Miller-Jones et son équipe expliquent que pour former un trou noir tournant aussi vite, un scénario possible serait un transfert de masse entre l’étoile progénitrice du trou noir et sa compagne, avec le cœur de l’étoile progénitrice verrouillé gravitationnellement, ce qui induit sa rotation très rapide. Lors de la supernova, le cœur effondré en trou noir acquiert naturellement une vitesse de rotation encore plus élevée lorsqu’il atteint quelques dizaines de kilomètres de diamètre. Ce scénario d’évolution aurait une implication importante, comme le précisent les chercheurs : l’axe de rotation de l’étoile progénitrice du trou noir doit dans ce cas être aligné avec le moment cinétique orbital du couple. Et l’alignement de l’axe devrait toujours être le même aujourd’hui. C’est justement l’hypothèse qu’ont prise Miller-Jones et ses collègues pour calculer le paramètre de rotation...
La masse d’un trou noir stellaire est conditionnée au départ par les propriétés de son étoile progénitrice, puis peut augmenter au cours du temps par accrétion de matière ou par fusions. Les propriétés de l’étoile progénitrice qui sont en cause incluent en premier lieu sa masse initiale, ainsi que son abondance en métaux (éléments lourds), la masse qu’elle a perdu au cours de sa vie par des vents stellaires, et le chemin d’évolution qu’elle a suivi, qui peut d'ailleurs être fortement influencé par sa compagne dans un système binaire. Le fait de trouver un trou noir de 21 masses solaires avec une étoile montrant une métallicité plus forte que la métallicité solaire implique, selon les astrophysiciens, que le modèle en vigueur qui décrit les taux de perte de masse surestime largement cette perte de masse lors de la fin de vie des étoiles massives qui sont arrivées dans une phase dite de Wolf-Rayet ou de variable bleue lumineuse, des phases ou d’intenses vents stellaires expulsent une grande partie de l’enveloppe de ces étoiles surgonflées.
Dans le premier cas, la perte de masse serait surestimée d’un facteur 3 par les modèles et dans le second par un facteur 1,4. Une perte de masse moins forte en fin de vie implique directement la production de trous noirs plus massifs au moment de la supernova. Or il faut se rappeler que la population des trous noirs en coalescence détectés par leurs ondes gravitationnelles avaient des masses comprises entre 7 et 50 masses solaires. Ils avaient une masse moyenne plus élevée que ce qu’on attendait d’après les modèles d’évolution stellaire des systèmes binaires, posant une grosse colle aux spécialistes. Miller-Jones pense que le cas de Cygnus X-1 permet de répondre assez simplement à cette interrogation. Les trous noirs pourraient simplement se former plus gros dans des systèmes binaires. Mais ils mentionnent tout de même le bémol que la majorité des couples de trous noirs détectées par LIGO/Virgo semble avoir une origine différente car ils avaient des axes de rotation désalignés pour la plupart. 

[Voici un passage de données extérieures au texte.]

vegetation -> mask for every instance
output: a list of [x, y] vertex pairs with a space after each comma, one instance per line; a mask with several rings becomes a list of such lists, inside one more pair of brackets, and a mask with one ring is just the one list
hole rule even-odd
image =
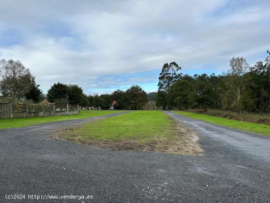
[[146, 97], [149, 101], [155, 101], [156, 100], [156, 96], [158, 92], [149, 92], [146, 94]]
[[61, 120], [87, 118], [122, 112], [121, 111], [80, 110], [79, 114], [74, 115], [38, 117], [27, 118], [1, 119], [1, 122], [0, 122], [0, 128], [17, 128]]
[[190, 109], [187, 111], [189, 112], [203, 114], [233, 120], [270, 125], [270, 116], [267, 114], [251, 114], [246, 112], [243, 112], [240, 114], [231, 111], [222, 111], [216, 109], [211, 109], [206, 112], [198, 109]]
[[147, 103], [146, 92], [139, 86], [133, 86], [126, 91], [117, 89], [111, 94], [88, 96], [89, 105], [102, 109], [109, 109], [113, 103], [114, 109], [142, 110]]
[[263, 124], [230, 120], [204, 114], [196, 114], [184, 111], [173, 111], [173, 112], [192, 118], [197, 119], [214, 124], [228, 126], [247, 132], [270, 136], [270, 126]]
[[39, 86], [30, 70], [19, 60], [0, 60], [0, 93], [13, 99], [27, 97], [38, 102], [42, 99]]
[[150, 142], [173, 136], [172, 122], [161, 111], [134, 111], [75, 128], [70, 133], [69, 139], [80, 136], [98, 140], [132, 139]]
[[157, 105], [167, 109], [218, 109], [239, 113], [270, 113], [270, 52], [253, 66], [233, 58], [222, 75], [183, 75], [175, 62], [165, 63], [159, 78]]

En conclusion, les astronomes évoquent l’avenir du système de Cygnus X-1, lorsque l’étoile compagne massive explosera à son tour et formera, elle aussi, un trou noir. Les paramètres orbitaux du couple indiquent que Cygnus X-1 ne produira pas de fusion de ses deux futurs trous noirs avant au moins l’âge de l’Univers…

Source

Cygnus X-1 contains a 21–solar mass black hole—Implications for massive star winds
James Miller-Jones et al.
Science  (18 Feb 2021)


Illustration

1) Vue d'artiste de Cygnus X-1 (International Centre for Radio Astronomy Research)

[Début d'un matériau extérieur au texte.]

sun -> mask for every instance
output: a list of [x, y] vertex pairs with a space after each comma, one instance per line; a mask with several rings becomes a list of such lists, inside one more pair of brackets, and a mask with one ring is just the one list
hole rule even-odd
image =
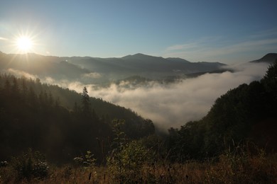
[[16, 45], [21, 52], [26, 53], [32, 50], [33, 41], [30, 37], [20, 36], [16, 40]]

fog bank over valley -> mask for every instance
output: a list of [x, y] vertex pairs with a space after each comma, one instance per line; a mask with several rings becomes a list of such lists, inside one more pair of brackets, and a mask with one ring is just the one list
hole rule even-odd
[[241, 84], [260, 80], [268, 66], [265, 63], [228, 66], [225, 67], [234, 69], [234, 72], [205, 74], [171, 84], [150, 81], [132, 86], [128, 81], [121, 81], [107, 87], [99, 87], [94, 84], [55, 80], [51, 77], [45, 77], [41, 81], [78, 93], [86, 86], [90, 96], [131, 108], [143, 117], [152, 120], [157, 127], [168, 129], [201, 119], [221, 95]]

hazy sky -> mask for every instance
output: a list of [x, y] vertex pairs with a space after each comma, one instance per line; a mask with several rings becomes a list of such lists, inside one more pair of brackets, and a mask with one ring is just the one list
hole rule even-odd
[[15, 53], [15, 38], [28, 35], [32, 52], [47, 55], [246, 62], [277, 52], [276, 7], [276, 0], [4, 0], [0, 51]]

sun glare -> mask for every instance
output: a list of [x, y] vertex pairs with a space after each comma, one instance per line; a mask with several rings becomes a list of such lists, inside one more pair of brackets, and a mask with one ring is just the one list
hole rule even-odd
[[16, 40], [16, 45], [20, 52], [26, 53], [32, 50], [33, 42], [31, 38], [21, 36]]

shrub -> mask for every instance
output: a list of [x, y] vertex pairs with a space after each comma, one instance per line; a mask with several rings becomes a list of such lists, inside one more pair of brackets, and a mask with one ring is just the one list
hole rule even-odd
[[43, 154], [29, 149], [18, 157], [13, 157], [12, 168], [16, 171], [18, 179], [44, 178], [48, 175], [48, 166]]

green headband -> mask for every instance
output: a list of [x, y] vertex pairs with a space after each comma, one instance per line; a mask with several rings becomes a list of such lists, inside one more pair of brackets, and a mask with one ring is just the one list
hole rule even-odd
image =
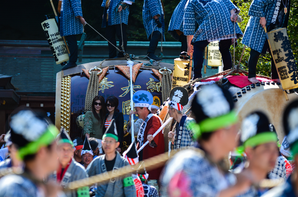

2) Principe de la mesure de parallaxe pour calculer la distance (International Centre for Radio Astronomy Research) 

3) Vue d'artiste du système binaire Cygnus X-1 (International Centre for Radio Astronomy Research)

2 commentaires :

Pascal a dit…

Bonjour,

A priori, la séparation des 2 étoiles avant la formation du TN ne devait pas être supérieure à l'actuelle, au contraire (sauf erreur, vents, et éjection de l'enveloppe lors de la SN devraient plutôt l'augmenter); vu la masse et la taille des 2 astres, même en tenant compte des incertitudes dues aux transferts de masse, ne peut-on en conclure que le système était en contact, avec une enveloppe partiellement commune, y compris quand le progéniteur était encore sur la SP ? Quel effet peut avoir la SN sur un tel système ?

Le rapprochement des données classiques sur ce TN et de celles des GW, même s'il ne permet actuellement aucune conclusion, est un bel exemple d'astronomie multimessagers :-)

Didymos a dit…

Les deux astres se sont probablement rapprochés l’un de l’autre depuis l’apparition du TN, car celui-ci orbite, par rapport à l’étoile, à une "altitude" de seulement 0,6 rayon de l’étoile. (La distance de centre à centre est de 1,6 rayon de l’étoile)
Par ailleurs, je note que le centre de masse de l’ensemble est à l’intérieur de l’étoile.